The problem allegedly began with the decision not to publish an article about a conflict of interests. The editorial board opposed publication, stating that the piece did not meet the ‘information needs of the TU/e community’. Cursor’s editors say the article was thoroughly checked and submitted for rebuttal, but great pressure was exerted to keep its contents out of the public eye.

Complaint filed

“The editor-in-chief decided not to publish the article under these circumstances because he was afraid of the consequences”, the editors state. The editor in question, Bridget Spoor, could not accept the decision. She filed a complaint with the university before the summer, which has yet to be dealt with substantively.

In response to questions, Spoor confirms that the reported conflict of interests involves a senior executive at the university. She is not at liberty to say more at this stage as she is currently collaborating with national daily de Volkskrant,which is due to publish a story on the issue soon.

Editor-in-chief Konings held the position for almost 22 years. So far he has declined to comment, other than confirming that it was not his choice to leave and expressing regret at the course of events.

The chair of the editorial board (and non-university member) is Frank Janssen, an expert on reputation and strategy. He could not be contacted this morning. TU/e was not answering the phone either.


The editors at Cursor are calling for a new, independent editorial board and want a say in the appointment of the new editor-in-chief. They also want a review of the editorial statute to ensure their independence.
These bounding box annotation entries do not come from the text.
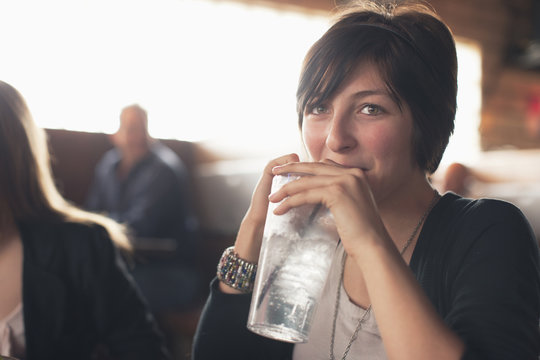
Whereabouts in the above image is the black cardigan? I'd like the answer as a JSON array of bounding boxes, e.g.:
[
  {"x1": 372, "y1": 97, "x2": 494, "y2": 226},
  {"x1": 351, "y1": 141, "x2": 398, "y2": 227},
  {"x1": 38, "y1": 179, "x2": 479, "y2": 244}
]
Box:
[
  {"x1": 193, "y1": 193, "x2": 540, "y2": 360},
  {"x1": 18, "y1": 223, "x2": 168, "y2": 360}
]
These demands have met with support from the association of editors-in-chief for higher education media. The association’s chair, Ries Agterberg, points out that independent editors are not supposed to submit articles to an editorial board before publication in any case.

“This conflict has been going on for a number of years”, says Agterberg, who is editor-in-chief at Utrecht University news platform DUB. “We previously addressed the matter in a letter to the university.” In his view, the current president of the TU/e Executive Board, Robert-Jan Smits, does not see the value of an independent journalistic medium at his university.
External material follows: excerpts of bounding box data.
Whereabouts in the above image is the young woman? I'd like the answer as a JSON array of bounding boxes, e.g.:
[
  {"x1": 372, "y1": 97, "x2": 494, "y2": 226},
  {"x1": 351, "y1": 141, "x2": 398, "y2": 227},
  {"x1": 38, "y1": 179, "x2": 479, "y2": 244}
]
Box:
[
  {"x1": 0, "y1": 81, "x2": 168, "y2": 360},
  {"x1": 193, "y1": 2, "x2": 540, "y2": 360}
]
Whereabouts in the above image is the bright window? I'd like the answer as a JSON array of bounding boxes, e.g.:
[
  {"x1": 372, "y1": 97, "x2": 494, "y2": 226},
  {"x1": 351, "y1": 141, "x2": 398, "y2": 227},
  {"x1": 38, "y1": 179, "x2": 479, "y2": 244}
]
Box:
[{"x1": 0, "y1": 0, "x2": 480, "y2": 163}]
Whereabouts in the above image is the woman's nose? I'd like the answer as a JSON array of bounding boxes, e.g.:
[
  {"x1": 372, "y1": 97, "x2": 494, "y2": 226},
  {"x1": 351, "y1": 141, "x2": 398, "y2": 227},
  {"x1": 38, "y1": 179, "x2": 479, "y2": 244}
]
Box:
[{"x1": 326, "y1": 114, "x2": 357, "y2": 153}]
“A university is an academic community”, Agterberg insists, “and that includes transparency and debate. What do students and staff need to know? And there are times when what they need to know is something other than what the board wants them to hear. An independent news medium ensures that the information provided is reliable.”
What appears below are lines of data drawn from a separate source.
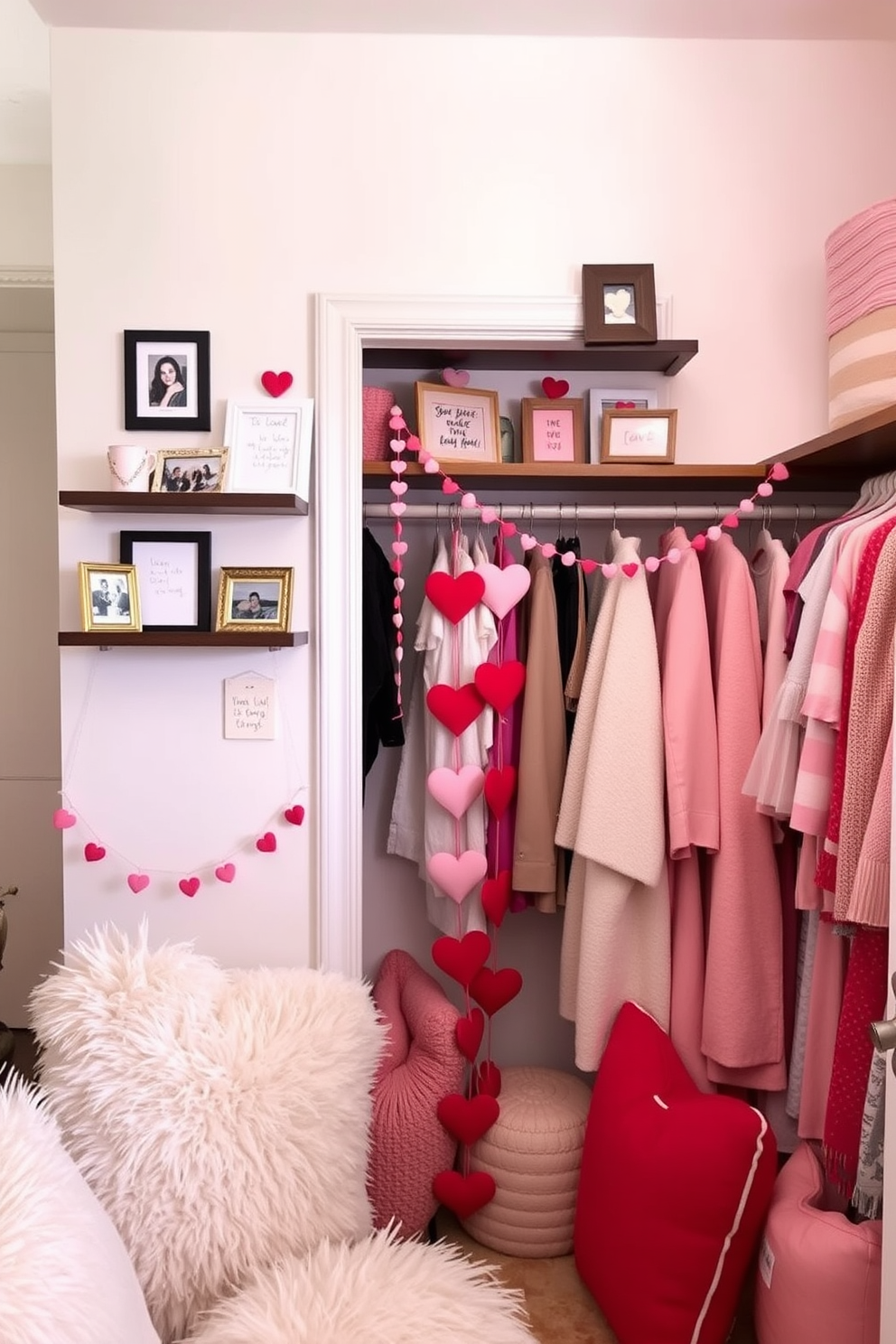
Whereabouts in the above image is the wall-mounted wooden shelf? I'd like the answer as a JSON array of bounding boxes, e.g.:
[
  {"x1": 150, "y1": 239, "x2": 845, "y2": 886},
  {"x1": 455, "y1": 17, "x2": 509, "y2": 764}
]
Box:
[
  {"x1": 59, "y1": 490, "x2": 308, "y2": 516},
  {"x1": 59, "y1": 630, "x2": 308, "y2": 649}
]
The association of chief editors plans to review the editorial statutes of the various university magazines, Agterberg says, now that the statutes in Eindhoven appear to have offered the editors little protection. “That is important. In recent years, there have been no real problems at other institutions, but these statutes obviously exist for those times when things are not going as they should and as such they need to provide a clear frame of reference.”

Similar conflicts have emerged in the past. But in 2017, then Minister of Education Jet Bussemaker saw no reason to investigate media independence in higher education. She also saw little point in introducing legal guarantees for independence, as proposed by the Socialist Party at the time.